A client should specify the API and schema version it is using in each call. If omitted, the latest versions will be defaulted.

Accept Header

Accept: application/json; version=1, schemaVersion=beerApp-123456

Rate Limits

Rate limits can be applied per user or per application. When application level authentication is being used the limits are applied globally for all users of the application. This allows a certain number of API calls per API endpoint every 15 mins.

Rate limits can also be applied to each individual user when user level authentication is being used. As with application level limits, each is limited to a certain number of API requests per 15 min window.

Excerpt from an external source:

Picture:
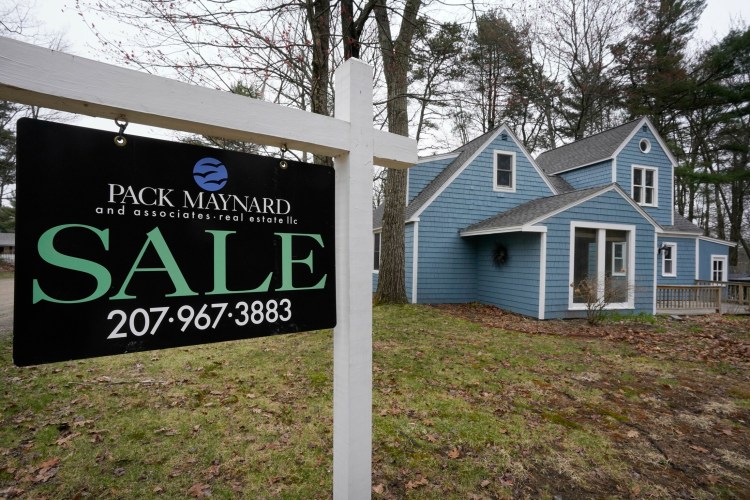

The above limits are applied on a per endpoint basis meaning that the rate limit for each application is specific to the endpoint to which the request was sent. The headers in each API response contain information on the current rate limits states for the API endpoint to which the request was sent.

  • X-Rate-Limit-Limit: the rate limit for the endpoint to which the request was sent
  • X-Rate-Limit-Remaining: the number of remaining requests allowed in the current window
  • X-Rate-Limit-Reset: the time remaining in the current window before the rate limit resets, in UTC epoch seconds

When the limit is reached the server will return a 429 (Too Many Requests) status code. The response body will contain information on the allowed rate limits.


Conversations

An API client executes a conversation with Voysis using the following high-level flow:

  1. Initiate a new conversation.
  2. Create one or more queries within that conversation.
    • A query may be either text based or audio based.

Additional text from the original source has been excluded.